1 Jul 1977 Journal article
India· Western Himalayas
Tantric Cannabis Use in India
Journal of Psychedelic Drugs· 1977
Primary ethnographic and textual analysis tracing ceremonial cannabis use in Indian Tantrism to three converging Vedic traditions: magical use of bhang (Atharva Veda, second millennium BC), divine poison-drinking mythology (Churning of the Milk Ocean), and drug yoga (oshadhi/siddhi). Provides the most detailed English-language description of the vijaya (cannabis milkshake) consecration ritual from the Mahanirvana Tantra (c. 11th century AD), including full sequence of mantras, mudras and meditative stages.
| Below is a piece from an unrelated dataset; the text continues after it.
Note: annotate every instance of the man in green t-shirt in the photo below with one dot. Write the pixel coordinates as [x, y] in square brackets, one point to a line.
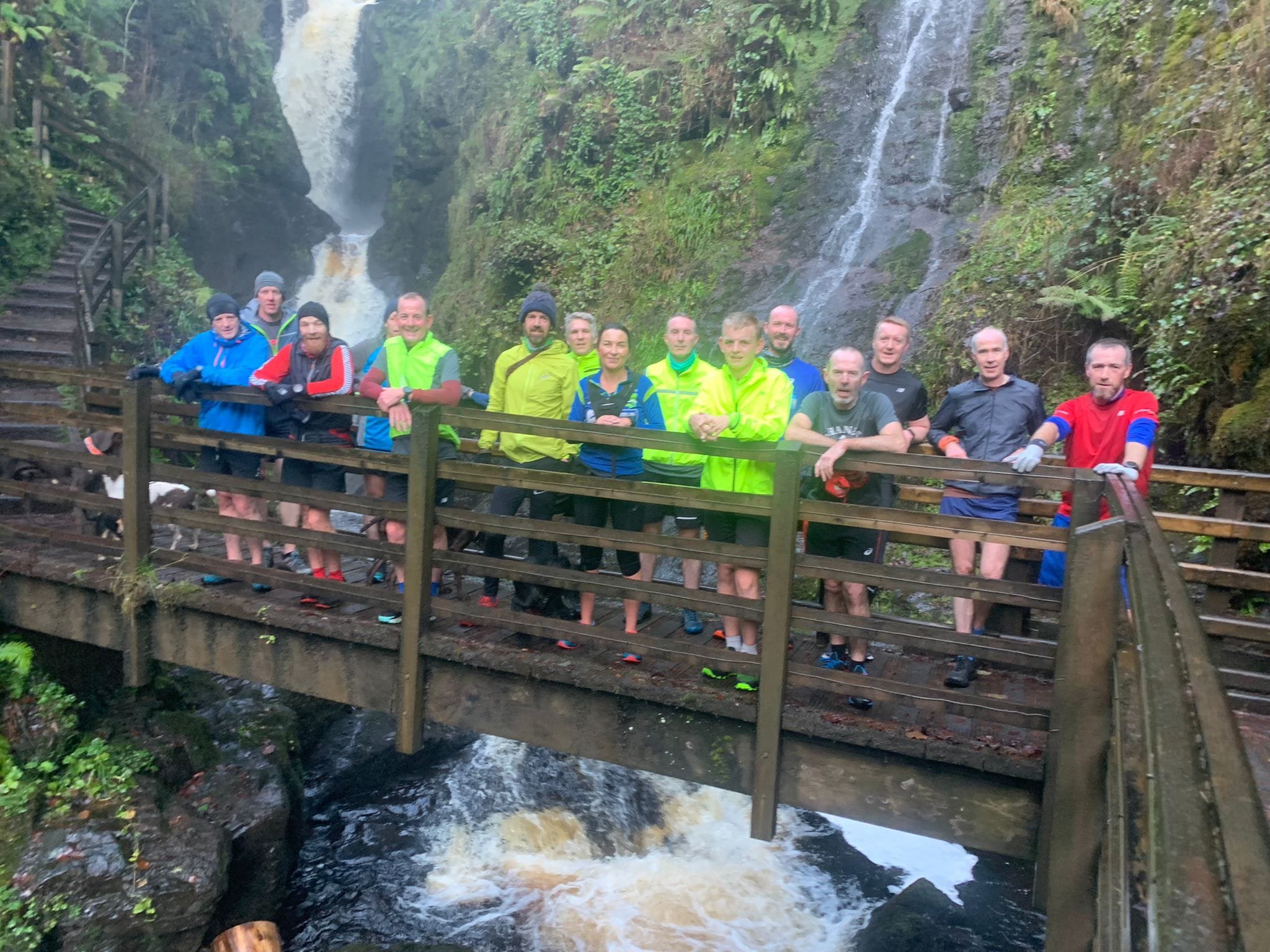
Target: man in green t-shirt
[846, 418]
Notes approximately 90-minute interval between ingestion and ritual climax corresponds to pharmacological onset of oral cannabis. Argues vijaya functions as essential "sense-heightener" not merely a disinhibitor. Reports Tantric practice peaked in medieval Bengal and Himalayan kingdoms; in Bengal cannabis called siddhi (pun on "occult powers"). Personal communication from Prof. Agehananda Bharati that as of mid-1960s no one performed full traditional ceremonies. Author affiliated with Fitz Hugh Ludlow Memorial Library, San Francisco.